U.S. President Barack Obama imposed sanctions on 11 Russians and Ukrainians on Monday blamed for Moscow’s military seizure of Crimea, including ousted Ukrainian President Viktor Yanukovich, and Vladislav Surkov and Sergei Glazyev, two aides to Russian President Vladimir Putin.
Putin himself, suspected in the West of trying to reconstitute as much as possible of the former Soviet Union under Russian authority, was not on the blacklist.
In Brussels, the EU’s 28 foreign ministers agreed on a list of 21 Russian and Ukrainian officials to be subject to travel bans and asset freezes for their roles in the events.
The EU did not immediately publish their names. Washington and Brussels said more measures could follow in the coming days if Russia does not back down and formally annexes Crimea.
“Today’s actions send a strong message to the Russian government that there are consequences for their actions that violate the sovereignty and territorial integrity of Ukraine, including their actions supporting the illegal referendum for Crimean separation,” the White House said.
A senior Obama administration official said there was “concrete evidence” that some ballots in the Crimea referendum arrived in some Crimean cities pre-marked.
Speaking from the White House this morning, President Obama said, “as I told President Putin yesterday, the referendum in Crimea was a clear violation of Ukrainian Constitutions and international law, and it will not be recognized by the international community.”
Obama then went on to outline “a series of measures that will continue to increase the cost on Russia and on those responsible for what is happening in Ukraine.”
Among those measures are sanctions on a number of specific individuals and entities, as well as continued consultations with European partners on additional measures.
From Obama’s statement Monday (transcript from the Washington Post):
First, as authorized by the executive order I signed two weeks ago, we are imposing sanctions on specific individuals responsible for undermining the sovereignty, territorial integrity and government of Ukraine. We’re making it clear that there are consequences for their actions.

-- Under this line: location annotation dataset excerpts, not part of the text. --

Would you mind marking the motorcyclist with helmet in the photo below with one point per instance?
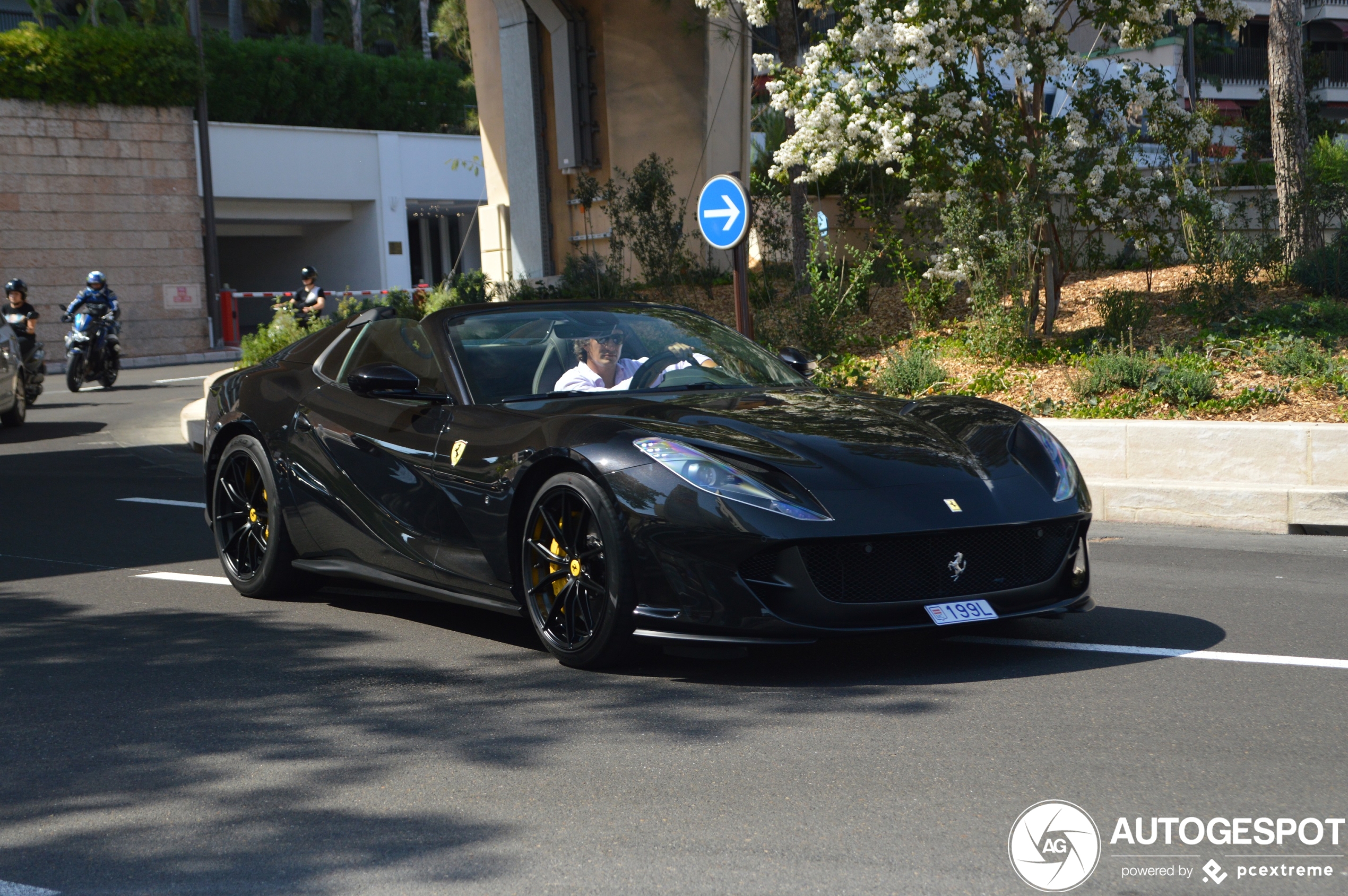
(96, 293)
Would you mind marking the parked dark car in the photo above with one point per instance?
(716, 496)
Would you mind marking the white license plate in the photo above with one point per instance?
(960, 612)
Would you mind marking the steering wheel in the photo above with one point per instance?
(653, 368)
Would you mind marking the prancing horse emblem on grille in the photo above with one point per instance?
(956, 568)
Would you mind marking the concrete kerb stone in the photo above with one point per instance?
(1264, 477)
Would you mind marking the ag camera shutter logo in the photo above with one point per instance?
(1055, 847)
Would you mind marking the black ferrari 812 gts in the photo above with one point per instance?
(623, 471)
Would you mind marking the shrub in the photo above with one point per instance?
(1299, 358)
(273, 337)
(909, 372)
(1324, 271)
(400, 301)
(291, 81)
(1114, 370)
(276, 81)
(1125, 311)
(468, 288)
(123, 66)
(1185, 386)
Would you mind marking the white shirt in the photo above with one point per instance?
(583, 379)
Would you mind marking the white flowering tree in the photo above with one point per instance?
(954, 95)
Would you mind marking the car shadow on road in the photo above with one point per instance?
(223, 752)
(44, 430)
(203, 752)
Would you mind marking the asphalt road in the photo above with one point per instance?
(174, 737)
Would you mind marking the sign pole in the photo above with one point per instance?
(209, 246)
(723, 215)
(740, 278)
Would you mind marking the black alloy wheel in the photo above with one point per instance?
(74, 372)
(19, 411)
(248, 526)
(573, 573)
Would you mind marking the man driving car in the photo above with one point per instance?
(603, 367)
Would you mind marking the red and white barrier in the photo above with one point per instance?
(230, 310)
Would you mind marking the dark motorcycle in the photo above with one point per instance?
(93, 351)
(34, 360)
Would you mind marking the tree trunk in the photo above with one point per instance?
(789, 51)
(358, 39)
(1050, 293)
(425, 6)
(1033, 311)
(1287, 116)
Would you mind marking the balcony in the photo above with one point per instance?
(1250, 66)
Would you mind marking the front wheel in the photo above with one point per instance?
(251, 537)
(110, 372)
(74, 372)
(576, 581)
(19, 411)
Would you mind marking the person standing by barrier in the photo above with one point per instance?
(309, 300)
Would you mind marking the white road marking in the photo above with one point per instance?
(1157, 651)
(23, 890)
(162, 500)
(184, 577)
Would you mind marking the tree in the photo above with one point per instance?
(1287, 120)
(452, 31)
(954, 98)
(425, 11)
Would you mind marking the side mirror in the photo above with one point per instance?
(798, 361)
(391, 382)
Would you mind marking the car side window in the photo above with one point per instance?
(330, 366)
(395, 341)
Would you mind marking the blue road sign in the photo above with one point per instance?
(723, 212)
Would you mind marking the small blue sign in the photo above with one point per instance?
(723, 212)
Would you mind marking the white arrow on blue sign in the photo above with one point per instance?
(723, 212)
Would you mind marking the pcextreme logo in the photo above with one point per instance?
(1055, 847)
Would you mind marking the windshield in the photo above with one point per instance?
(607, 348)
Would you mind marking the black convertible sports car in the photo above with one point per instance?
(618, 471)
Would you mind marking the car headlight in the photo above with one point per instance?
(718, 477)
(1065, 469)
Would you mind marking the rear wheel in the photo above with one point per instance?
(576, 582)
(74, 373)
(19, 413)
(251, 537)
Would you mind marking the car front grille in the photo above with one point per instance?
(925, 567)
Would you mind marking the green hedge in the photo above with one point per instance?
(124, 66)
(278, 81)
(293, 81)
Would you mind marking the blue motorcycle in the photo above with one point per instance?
(93, 351)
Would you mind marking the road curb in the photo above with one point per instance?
(1258, 477)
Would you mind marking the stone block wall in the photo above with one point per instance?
(111, 189)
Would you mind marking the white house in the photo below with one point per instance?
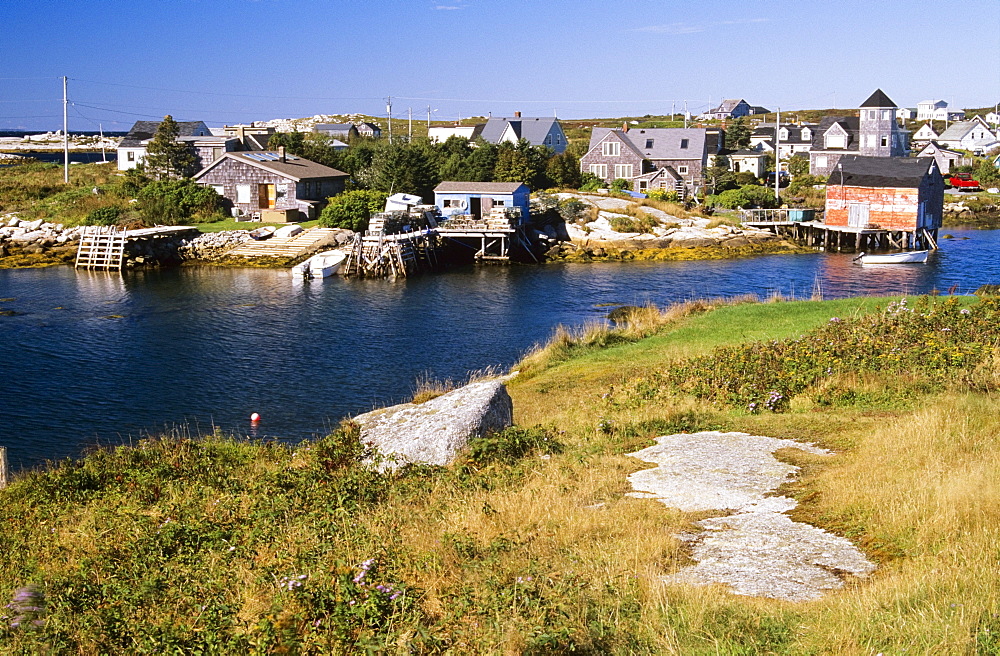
(440, 135)
(974, 135)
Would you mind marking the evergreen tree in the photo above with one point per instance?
(165, 156)
(738, 134)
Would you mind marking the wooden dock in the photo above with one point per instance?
(304, 243)
(839, 239)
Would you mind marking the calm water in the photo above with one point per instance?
(97, 358)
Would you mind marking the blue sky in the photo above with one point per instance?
(225, 61)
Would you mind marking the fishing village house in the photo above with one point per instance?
(479, 199)
(975, 136)
(901, 195)
(924, 135)
(652, 158)
(874, 133)
(272, 185)
(205, 146)
(541, 131)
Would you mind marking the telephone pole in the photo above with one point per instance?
(65, 133)
(388, 111)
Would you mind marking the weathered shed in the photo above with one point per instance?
(255, 182)
(480, 198)
(890, 193)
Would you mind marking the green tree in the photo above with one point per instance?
(564, 170)
(165, 156)
(738, 134)
(352, 209)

Second, I have signed a new executive order that expands the scope of our sanctions. As an initial step, I’m authorizing sanctions on Russian officials, entities operating in the arms sector in Russia, and individuals who provide material support to senior officials of the Russian government. And if Russia continues to interfere in Ukraine, we stand ready to impose further sanctions.
Third, we’re continuing our close consultations with our European partners, who today in Brussels moved ahead with their own sanctions against Russia.
[…] Fourth, we’ll continue to make clear to Russia that further provocations will achieve nothing except to further isolate Russia and diminish its place in the world. The international community will continue to stand together to oppose any violations of Ukrainian sovereignty and territorial integrity, and continued Russian military intervention in Ukraine will only deepen Russia’s diplomatic isolation and exact a greater toll on the Russian economy.
The President closed by saying that he believed there was still a way to resolve the situation diplomatically to meet the interests of both Russia and Ukraine, under certain conditions.
“That includes Russia pulling its forces in Crimea back to their bases, supporting the deployment of additional international monitors in Ukraine and engaging in dialogue with the Ukrainian government, which has indicated its openness to pursuing constitutional reform as they move forward towards elections this spring,” Obama elaborated. He then promised, “we’re going to stand firm in our unwavering support for Ukraine.”